HEADLINES
Alanna
Finishes First Year As Assistant Director Of L’Arche Victoria
Art Finishes Eighth Month As Extended Care Hospital
Chaplain In Victoria
Menus Still A Two-Person Family (Sorry, No Babies!)
Art And Alanna “Disgustingly Healthy” And “By No Means
Slim”
Sidney Couple Happy To Be Living Here: “Our Kind Of
Town”
Thoughts For The Day:
Sure It Rains But You Don’t Have To Shovel It!
How ’Bout Those Jays!
You Never Know!
NOW THE DETAILS
Dear friends,God’s peace to you! Whenever I get a family’s Christmas
form
letter, I skim it quickly to see if anything momentous has happened,
and then put it away to be read later after the Christmas rush. So I
thought I’d make it easy for those of you who do the same. Just read
the headlines, and put this away for the day when you are suddenly and
inexplicably stricken with curiosity about Alanna and Art.

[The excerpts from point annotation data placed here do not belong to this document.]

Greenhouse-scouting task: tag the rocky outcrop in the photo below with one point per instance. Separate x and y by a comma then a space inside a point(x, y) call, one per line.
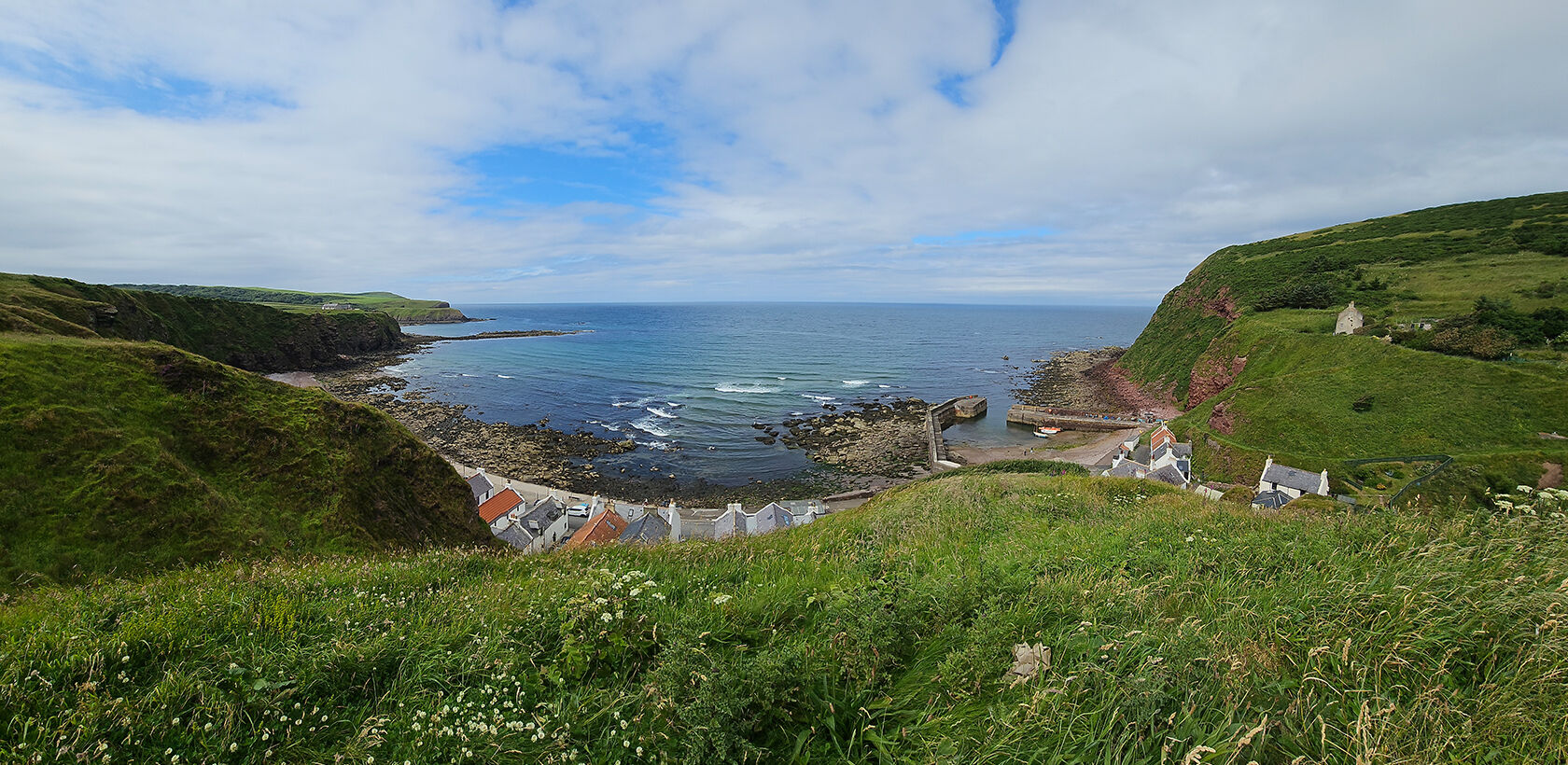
point(1222, 421)
point(1219, 304)
point(871, 439)
point(1212, 375)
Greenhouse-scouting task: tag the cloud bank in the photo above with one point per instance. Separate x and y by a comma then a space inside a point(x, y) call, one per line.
point(629, 151)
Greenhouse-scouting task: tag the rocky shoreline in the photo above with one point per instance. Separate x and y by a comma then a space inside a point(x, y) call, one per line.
point(883, 439)
point(871, 446)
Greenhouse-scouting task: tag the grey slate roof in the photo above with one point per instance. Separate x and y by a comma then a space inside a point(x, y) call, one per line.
point(772, 518)
point(1170, 475)
point(731, 522)
point(802, 507)
point(516, 535)
point(543, 513)
point(479, 485)
point(1272, 499)
point(648, 530)
point(1293, 477)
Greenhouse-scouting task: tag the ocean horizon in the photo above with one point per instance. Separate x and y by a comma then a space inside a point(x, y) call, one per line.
point(687, 380)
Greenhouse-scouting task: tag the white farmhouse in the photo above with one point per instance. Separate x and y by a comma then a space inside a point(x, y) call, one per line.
point(1349, 320)
point(1280, 483)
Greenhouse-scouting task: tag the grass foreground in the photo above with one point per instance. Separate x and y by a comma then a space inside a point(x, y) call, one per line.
point(1178, 631)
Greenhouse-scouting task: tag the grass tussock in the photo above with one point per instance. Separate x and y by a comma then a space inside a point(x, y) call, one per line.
point(1178, 631)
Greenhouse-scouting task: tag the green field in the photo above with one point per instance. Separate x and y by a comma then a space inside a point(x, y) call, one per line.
point(246, 336)
point(1176, 631)
point(405, 311)
point(121, 458)
point(1314, 400)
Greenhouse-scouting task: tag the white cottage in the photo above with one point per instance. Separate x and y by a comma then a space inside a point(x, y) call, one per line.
point(1291, 481)
point(1349, 320)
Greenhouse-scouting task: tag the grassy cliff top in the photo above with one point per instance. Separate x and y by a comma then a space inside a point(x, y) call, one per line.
point(1247, 345)
point(1425, 264)
point(121, 458)
point(1169, 629)
point(403, 309)
point(246, 336)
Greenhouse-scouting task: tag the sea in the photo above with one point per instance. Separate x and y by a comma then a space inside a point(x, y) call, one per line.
point(687, 382)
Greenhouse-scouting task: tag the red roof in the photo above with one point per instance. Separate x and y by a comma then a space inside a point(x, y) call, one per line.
point(1162, 435)
point(606, 527)
point(499, 505)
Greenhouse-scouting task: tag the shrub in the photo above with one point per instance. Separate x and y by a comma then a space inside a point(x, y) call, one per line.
point(1316, 294)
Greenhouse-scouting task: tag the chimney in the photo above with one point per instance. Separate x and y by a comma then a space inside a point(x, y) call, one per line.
point(673, 518)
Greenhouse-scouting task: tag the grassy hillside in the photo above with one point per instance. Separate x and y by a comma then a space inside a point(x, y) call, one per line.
point(121, 458)
point(1176, 631)
point(246, 336)
point(1266, 380)
point(403, 309)
point(1431, 264)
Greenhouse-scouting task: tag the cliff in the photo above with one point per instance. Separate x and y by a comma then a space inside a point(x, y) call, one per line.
point(248, 336)
point(1245, 345)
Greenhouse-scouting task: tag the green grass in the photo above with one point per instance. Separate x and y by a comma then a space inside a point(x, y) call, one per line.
point(246, 336)
point(121, 458)
point(1176, 629)
point(403, 309)
point(1297, 392)
point(1294, 396)
point(1434, 262)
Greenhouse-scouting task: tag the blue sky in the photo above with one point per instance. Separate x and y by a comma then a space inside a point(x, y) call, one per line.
point(957, 151)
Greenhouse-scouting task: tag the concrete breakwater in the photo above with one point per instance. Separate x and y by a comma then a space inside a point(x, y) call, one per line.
point(1068, 419)
point(945, 414)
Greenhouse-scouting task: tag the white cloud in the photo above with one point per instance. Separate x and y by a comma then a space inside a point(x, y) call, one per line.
point(811, 143)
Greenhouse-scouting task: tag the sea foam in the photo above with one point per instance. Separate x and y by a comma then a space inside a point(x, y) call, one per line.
point(745, 387)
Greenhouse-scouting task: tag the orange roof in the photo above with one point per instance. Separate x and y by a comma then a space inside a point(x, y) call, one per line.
point(499, 505)
point(606, 527)
point(1162, 435)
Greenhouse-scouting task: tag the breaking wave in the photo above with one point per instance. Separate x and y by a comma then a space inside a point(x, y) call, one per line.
point(745, 387)
point(650, 425)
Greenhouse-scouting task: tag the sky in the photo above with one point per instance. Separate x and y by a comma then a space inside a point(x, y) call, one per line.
point(906, 151)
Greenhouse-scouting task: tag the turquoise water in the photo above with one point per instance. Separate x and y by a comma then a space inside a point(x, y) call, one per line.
point(687, 382)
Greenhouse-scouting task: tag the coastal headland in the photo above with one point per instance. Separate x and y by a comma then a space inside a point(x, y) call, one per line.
point(860, 446)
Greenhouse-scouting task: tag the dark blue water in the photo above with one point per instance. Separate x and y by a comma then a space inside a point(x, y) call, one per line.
point(687, 382)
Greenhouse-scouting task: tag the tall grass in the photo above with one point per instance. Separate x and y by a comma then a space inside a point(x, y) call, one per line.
point(1178, 631)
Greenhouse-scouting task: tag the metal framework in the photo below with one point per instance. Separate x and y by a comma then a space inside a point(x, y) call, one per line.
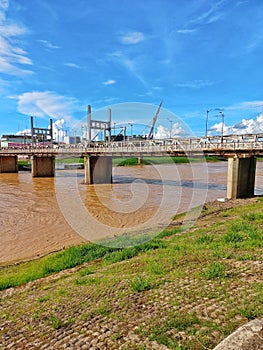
point(99, 125)
point(41, 132)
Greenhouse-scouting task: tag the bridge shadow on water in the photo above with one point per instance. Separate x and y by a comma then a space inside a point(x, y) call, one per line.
point(176, 183)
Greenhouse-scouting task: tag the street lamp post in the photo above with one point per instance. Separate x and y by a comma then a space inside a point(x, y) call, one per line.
point(206, 123)
point(223, 121)
point(131, 125)
point(171, 123)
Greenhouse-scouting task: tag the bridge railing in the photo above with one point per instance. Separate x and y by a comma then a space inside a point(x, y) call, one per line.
point(144, 146)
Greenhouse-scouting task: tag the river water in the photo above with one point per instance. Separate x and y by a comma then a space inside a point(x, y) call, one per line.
point(41, 215)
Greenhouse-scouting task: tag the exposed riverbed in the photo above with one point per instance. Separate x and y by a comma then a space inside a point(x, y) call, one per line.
point(32, 224)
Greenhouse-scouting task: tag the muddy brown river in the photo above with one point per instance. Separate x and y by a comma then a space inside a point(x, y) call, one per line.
point(41, 215)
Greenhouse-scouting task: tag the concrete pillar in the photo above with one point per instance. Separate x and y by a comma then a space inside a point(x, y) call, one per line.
point(8, 164)
point(241, 177)
point(98, 170)
point(43, 166)
point(140, 160)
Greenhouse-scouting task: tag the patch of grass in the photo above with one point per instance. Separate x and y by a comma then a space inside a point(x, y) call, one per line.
point(55, 322)
point(140, 284)
point(85, 271)
point(215, 270)
point(156, 268)
point(205, 239)
point(249, 311)
point(233, 237)
point(163, 332)
point(43, 299)
point(16, 275)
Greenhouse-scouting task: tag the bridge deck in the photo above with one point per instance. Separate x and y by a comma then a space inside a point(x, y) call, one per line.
point(188, 147)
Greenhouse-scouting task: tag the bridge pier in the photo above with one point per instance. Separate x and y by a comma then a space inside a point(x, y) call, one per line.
point(43, 165)
point(98, 170)
point(241, 177)
point(8, 164)
point(140, 160)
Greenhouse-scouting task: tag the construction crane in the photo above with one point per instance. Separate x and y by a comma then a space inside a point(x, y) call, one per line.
point(150, 135)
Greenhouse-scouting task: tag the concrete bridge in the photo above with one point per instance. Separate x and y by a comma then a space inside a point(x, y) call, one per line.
point(240, 150)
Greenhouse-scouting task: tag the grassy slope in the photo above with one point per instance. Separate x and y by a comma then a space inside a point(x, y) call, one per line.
point(194, 288)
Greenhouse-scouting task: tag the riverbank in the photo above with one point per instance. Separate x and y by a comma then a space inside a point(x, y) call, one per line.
point(188, 291)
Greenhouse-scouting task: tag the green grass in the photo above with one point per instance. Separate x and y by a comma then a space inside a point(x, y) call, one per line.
point(184, 289)
point(140, 284)
point(215, 270)
point(12, 276)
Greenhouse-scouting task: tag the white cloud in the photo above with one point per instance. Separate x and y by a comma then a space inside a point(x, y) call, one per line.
point(4, 4)
point(109, 82)
point(72, 65)
point(11, 55)
point(195, 84)
point(247, 105)
point(246, 126)
point(43, 104)
point(186, 31)
point(48, 44)
point(130, 64)
point(175, 131)
point(132, 38)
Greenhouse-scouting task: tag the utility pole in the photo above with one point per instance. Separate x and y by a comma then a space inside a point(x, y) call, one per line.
point(222, 129)
point(206, 123)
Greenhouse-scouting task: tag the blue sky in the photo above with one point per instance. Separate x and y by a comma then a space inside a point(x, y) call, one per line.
point(56, 57)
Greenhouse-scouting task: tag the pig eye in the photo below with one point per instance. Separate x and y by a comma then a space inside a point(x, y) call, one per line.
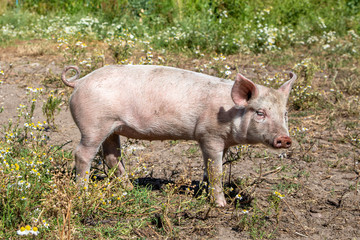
point(260, 113)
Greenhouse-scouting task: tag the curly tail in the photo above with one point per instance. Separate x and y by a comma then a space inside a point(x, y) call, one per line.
point(70, 82)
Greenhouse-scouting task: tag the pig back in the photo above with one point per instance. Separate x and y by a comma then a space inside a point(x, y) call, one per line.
point(153, 102)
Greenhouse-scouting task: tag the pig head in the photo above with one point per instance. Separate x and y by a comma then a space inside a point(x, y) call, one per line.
point(160, 103)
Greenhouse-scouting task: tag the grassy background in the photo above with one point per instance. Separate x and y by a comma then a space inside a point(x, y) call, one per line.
point(319, 40)
point(224, 26)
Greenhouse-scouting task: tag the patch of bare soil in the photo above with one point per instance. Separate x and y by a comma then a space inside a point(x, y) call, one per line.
point(319, 175)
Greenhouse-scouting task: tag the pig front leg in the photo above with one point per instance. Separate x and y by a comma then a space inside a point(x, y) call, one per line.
point(213, 154)
point(112, 154)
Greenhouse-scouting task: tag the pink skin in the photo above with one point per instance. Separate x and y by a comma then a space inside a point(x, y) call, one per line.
point(163, 103)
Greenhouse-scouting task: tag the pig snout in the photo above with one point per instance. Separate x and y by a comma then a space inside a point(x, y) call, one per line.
point(282, 142)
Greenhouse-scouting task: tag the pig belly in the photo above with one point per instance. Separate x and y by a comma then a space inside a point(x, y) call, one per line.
point(164, 132)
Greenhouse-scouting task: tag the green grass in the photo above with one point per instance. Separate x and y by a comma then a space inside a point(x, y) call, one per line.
point(317, 40)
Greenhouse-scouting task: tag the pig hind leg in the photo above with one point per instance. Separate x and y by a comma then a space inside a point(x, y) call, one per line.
point(91, 140)
point(213, 172)
point(112, 154)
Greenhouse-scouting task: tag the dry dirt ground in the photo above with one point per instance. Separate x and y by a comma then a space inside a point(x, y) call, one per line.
point(319, 175)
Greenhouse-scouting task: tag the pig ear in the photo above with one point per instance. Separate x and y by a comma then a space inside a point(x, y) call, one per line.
point(286, 87)
point(242, 90)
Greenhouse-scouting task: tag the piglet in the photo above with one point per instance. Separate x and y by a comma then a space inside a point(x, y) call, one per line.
point(164, 103)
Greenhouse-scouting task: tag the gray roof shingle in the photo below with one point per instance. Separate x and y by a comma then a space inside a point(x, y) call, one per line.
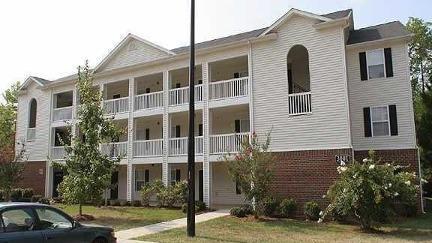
point(377, 32)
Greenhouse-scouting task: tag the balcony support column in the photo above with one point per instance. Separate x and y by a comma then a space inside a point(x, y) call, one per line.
point(206, 137)
point(165, 121)
point(130, 132)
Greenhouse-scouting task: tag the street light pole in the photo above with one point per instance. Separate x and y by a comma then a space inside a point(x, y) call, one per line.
point(191, 139)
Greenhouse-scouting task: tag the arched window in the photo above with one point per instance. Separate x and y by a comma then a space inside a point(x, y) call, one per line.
point(298, 70)
point(32, 114)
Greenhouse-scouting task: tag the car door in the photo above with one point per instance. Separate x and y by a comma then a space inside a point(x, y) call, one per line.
point(57, 228)
point(17, 226)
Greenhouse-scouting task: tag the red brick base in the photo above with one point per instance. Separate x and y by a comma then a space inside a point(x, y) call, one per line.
point(307, 175)
point(34, 177)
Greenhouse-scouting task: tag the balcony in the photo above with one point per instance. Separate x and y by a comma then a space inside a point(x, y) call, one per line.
point(148, 148)
point(179, 146)
point(180, 96)
point(226, 143)
point(300, 103)
point(114, 106)
point(58, 152)
point(115, 150)
point(61, 114)
point(232, 88)
point(149, 101)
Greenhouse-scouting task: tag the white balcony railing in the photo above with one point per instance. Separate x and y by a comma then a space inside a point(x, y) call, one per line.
point(31, 134)
point(116, 105)
point(300, 103)
point(146, 148)
point(150, 100)
point(224, 143)
point(115, 150)
point(64, 113)
point(58, 152)
point(179, 146)
point(181, 95)
point(229, 88)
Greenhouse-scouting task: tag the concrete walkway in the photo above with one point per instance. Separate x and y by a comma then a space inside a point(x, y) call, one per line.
point(126, 235)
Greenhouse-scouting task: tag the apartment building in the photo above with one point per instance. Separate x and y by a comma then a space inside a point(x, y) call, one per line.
point(327, 92)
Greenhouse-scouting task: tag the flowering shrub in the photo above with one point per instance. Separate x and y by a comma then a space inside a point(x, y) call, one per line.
point(370, 191)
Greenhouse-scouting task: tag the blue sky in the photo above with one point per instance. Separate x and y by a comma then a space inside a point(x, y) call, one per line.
point(50, 38)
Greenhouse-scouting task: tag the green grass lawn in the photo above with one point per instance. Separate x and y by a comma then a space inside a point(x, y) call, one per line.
point(124, 217)
point(230, 229)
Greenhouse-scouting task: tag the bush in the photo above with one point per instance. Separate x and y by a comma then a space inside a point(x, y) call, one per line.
point(44, 200)
point(269, 205)
point(16, 194)
point(136, 203)
point(35, 198)
point(371, 192)
point(312, 210)
point(238, 212)
point(287, 207)
point(27, 192)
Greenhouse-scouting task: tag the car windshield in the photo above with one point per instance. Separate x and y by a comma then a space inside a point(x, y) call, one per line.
point(50, 219)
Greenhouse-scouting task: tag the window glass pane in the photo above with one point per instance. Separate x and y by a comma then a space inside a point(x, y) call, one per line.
point(17, 220)
point(380, 129)
point(375, 57)
point(376, 71)
point(50, 219)
point(379, 114)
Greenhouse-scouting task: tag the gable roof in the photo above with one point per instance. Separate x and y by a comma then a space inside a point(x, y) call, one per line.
point(40, 81)
point(123, 43)
point(378, 32)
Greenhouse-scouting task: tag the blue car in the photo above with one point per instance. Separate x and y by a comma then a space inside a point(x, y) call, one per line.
point(39, 223)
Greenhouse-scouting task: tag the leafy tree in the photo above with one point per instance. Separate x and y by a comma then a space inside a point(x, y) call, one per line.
point(420, 52)
point(88, 170)
point(252, 169)
point(370, 192)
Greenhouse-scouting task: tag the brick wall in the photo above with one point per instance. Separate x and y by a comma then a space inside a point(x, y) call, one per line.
point(307, 175)
point(34, 177)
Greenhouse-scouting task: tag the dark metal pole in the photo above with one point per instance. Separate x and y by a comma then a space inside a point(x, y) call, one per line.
point(191, 140)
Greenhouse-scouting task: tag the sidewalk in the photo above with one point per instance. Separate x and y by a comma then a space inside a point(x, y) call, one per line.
point(126, 235)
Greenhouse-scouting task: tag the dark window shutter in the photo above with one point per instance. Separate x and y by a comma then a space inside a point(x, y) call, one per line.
point(363, 65)
point(237, 126)
point(389, 62)
point(147, 176)
point(147, 134)
point(178, 175)
point(393, 120)
point(367, 124)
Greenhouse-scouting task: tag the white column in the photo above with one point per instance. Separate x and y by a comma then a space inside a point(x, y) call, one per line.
point(206, 138)
point(130, 131)
point(165, 130)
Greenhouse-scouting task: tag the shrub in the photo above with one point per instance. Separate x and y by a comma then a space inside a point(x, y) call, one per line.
point(136, 203)
point(44, 200)
point(312, 210)
point(287, 207)
point(269, 205)
point(371, 192)
point(35, 198)
point(27, 192)
point(16, 194)
point(238, 212)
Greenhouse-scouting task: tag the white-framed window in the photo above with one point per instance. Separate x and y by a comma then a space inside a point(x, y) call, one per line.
point(141, 178)
point(375, 63)
point(380, 121)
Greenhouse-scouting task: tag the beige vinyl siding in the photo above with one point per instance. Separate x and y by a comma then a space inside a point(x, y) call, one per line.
point(36, 150)
point(328, 125)
point(127, 56)
point(382, 92)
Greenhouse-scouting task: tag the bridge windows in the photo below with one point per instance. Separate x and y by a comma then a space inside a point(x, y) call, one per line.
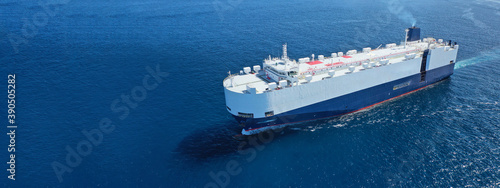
point(270, 113)
point(245, 115)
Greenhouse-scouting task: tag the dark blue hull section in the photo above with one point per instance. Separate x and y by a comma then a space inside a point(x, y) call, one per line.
point(351, 102)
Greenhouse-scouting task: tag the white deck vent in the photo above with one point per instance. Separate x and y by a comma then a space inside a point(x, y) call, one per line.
point(410, 56)
point(251, 89)
point(331, 73)
point(352, 52)
point(391, 45)
point(384, 62)
point(308, 78)
point(256, 68)
point(283, 83)
point(352, 68)
point(365, 66)
point(272, 85)
point(247, 70)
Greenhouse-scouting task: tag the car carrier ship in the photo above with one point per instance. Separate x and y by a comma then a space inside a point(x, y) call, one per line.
point(286, 91)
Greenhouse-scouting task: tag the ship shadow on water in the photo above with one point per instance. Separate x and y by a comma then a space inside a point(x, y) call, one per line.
point(220, 140)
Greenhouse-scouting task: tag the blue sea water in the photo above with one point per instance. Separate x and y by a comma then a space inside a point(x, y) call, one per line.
point(73, 59)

Alanna has finished her first year as assistant
director at L’Arche Victoria, one of the Jean Vanier homes for the
mentally handicapped. She works four days a week. I chide her for
putting in many unpaid hours of work in excess of that. “You’re a
workaholic!” I thunder. “Yes,” she says with a contrite face, and keeps
on doing it. Alanna has long since learned that the best way to disarm
a man is to agree with him.
It has been a challenging year of growth for her. As the year went by
she got a better idea of her role in the organization. From what she
tells me, I know she has been successful in a number of ways. But try
and get her to feel good about her accomplishments! I call it a nasty
case of perfectionism.
I started working as a chaplain for the Capital Health Region in May
(yes, I am a civil serpent!). I took the place of someone who had taken
disability leave. The job will last for sure for another two years, and
may become permanent after that (I will have to reapply for the job in
two years).
I am responsible for providing pastoral care at six different extended
care hospital sites in the greater Victoria area. In B.C. health
parlance, extended care facilities look after old people who require
the maximum amount of nursing care. Generally they will live in one of
these places until they die. As B.C. implements the policy of keeping
people in their own homes as long as possible (by providing home care)
until they enter an extended care facility, we find that people coming
into care are in worse shape than before and more than a few die within
a year. I hold three or four memorial services every month. But most of
my time is devoted to recruiting, training and supervising volunteer
worship leaders and pastoral visitors. One person cannot provide
pastoral care to nearly seven hundred residents in six different sites.
Without volunteers many residents would receive no pastoral care
whatsoever.
My chaplaincy position is nondenominational. I don’t present myself as
a priest, and I go by the title of mister, although I don’t correct
people who call me reverend. As I do not represent the Roman Catholic
Church, I did not have to get the approval of the Catholic bishop as a
condition of employment. That is fortunate, since, given my
circumstances as a married priest, I would not have received such
approval.
After nine years of intermittent employment, Alanna and I don’t quite
know how to take having jobs that will not end in a year or two. We
miss not working together as a team, and hope some day to do so again.
We have been spared any significant illness. We feel spiritually
healthy too. We continue to attend both the local Catholic and United
Churches. I think we’re living proof that church is good for you.
If you want more details, you shall have to write or email us
(amenu@islandnet.com). Oliver the cat and Joshua the budgie join us in
wishing you a blessed Christmas and happy New Year!